We don’t often get the advice to keep our options open. Instead, we’re told to specialize by investing huge hours in our passion so we can be successful in a niche.

The problem is, it’s bad advice. We live in a world that’s constantly changing, and if we can’t respond effectively to those changes, we become redundant, frustrated, and useless.

Instead of focusing on becoming great at one thing, there is another, counterintuitive strategy that will get us further: preserving optionality. The more options we have, the better suited we are to deal with unpredictability and uncertainty. We can stay calm when others panic because we have choices.

Optionality refers to the act of keeping as many options open as possible. Preserving optionality means avoiding limiting choices or dependencies. It means staying open to opportunities and always having a backup plan.

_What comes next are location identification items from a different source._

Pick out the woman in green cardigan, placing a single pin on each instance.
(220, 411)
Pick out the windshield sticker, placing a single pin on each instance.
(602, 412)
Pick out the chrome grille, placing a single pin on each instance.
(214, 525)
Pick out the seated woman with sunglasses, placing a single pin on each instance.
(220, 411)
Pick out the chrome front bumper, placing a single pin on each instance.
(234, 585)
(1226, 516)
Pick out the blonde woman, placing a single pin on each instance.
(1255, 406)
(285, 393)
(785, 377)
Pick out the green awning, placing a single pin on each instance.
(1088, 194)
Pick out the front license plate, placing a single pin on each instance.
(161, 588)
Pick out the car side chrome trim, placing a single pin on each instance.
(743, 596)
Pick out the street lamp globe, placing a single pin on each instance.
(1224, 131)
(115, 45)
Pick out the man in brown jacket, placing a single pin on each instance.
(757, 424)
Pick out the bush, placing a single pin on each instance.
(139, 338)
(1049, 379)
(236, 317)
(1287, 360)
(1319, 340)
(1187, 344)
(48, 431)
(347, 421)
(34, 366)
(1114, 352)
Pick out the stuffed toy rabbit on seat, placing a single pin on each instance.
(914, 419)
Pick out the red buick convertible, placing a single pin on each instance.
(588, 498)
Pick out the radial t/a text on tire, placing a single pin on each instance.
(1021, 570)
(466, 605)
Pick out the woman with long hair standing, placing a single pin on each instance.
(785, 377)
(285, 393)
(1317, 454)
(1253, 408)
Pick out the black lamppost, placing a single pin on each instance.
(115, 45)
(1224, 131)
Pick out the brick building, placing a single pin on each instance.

An option is usually defined as something we have the freedom to choose. That’s a fairly broad definition. In the context of a strategy, it must also have a limited downside and an open-ended upside. Betting in a casino is not an option, for example—the upside is known. Losses and gains are both constrained. What about betting on a new tech startup? That’s an option—the upside is theoretically unlimited; the losses are limited to the amount you invest.

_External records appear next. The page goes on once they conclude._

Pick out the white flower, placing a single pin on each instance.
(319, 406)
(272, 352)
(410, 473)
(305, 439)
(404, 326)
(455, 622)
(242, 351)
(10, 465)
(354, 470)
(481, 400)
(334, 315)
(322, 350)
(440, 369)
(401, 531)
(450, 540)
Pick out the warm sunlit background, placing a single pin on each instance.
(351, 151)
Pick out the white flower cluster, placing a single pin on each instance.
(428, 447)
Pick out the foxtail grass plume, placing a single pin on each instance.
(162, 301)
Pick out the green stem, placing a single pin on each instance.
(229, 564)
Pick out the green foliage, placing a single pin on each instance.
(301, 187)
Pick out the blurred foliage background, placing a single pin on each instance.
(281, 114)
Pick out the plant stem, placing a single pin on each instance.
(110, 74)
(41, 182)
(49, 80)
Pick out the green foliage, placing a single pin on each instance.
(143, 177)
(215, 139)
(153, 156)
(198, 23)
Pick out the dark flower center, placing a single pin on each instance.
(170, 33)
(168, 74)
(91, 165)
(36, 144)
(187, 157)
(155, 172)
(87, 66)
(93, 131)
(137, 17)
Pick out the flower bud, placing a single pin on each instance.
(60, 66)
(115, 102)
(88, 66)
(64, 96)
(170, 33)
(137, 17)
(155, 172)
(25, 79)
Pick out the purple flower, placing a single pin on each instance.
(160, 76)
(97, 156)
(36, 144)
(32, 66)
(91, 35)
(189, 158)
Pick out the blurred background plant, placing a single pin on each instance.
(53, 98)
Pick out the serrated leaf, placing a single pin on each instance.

Options present themselves all the time, but life-altering ones often come up during times of great change. These options are the ones we have the hardest time capitalizing on. If we’ve specialized too much, change is a threat, not an opportunity. Thus, if we aren’t certain where the opportunities are going to be (and we never are), then we need to make choices to keep our options open.

Baron Rothschild is often quoted as having said that “the time to buy is when there’s blood in the streets.” That’s a misquote, however. What he actually said was “buy when there’s blood in the streets, even if the blood is your own.” Rothschild recognized that those are the times when new options emerge. That’s when many investors make their fortunes and when entrepreneurs innovate. Rothschild saw opportunity in chaos. He made a fortune buying during the panic after the Battle of Waterloo.

When we occupy a small niche, we sacrifice optionality. That means less freedom and greater dependency. No one can predict the future—not even experts—so isn’t it a good idea to have as many avenues open as possible?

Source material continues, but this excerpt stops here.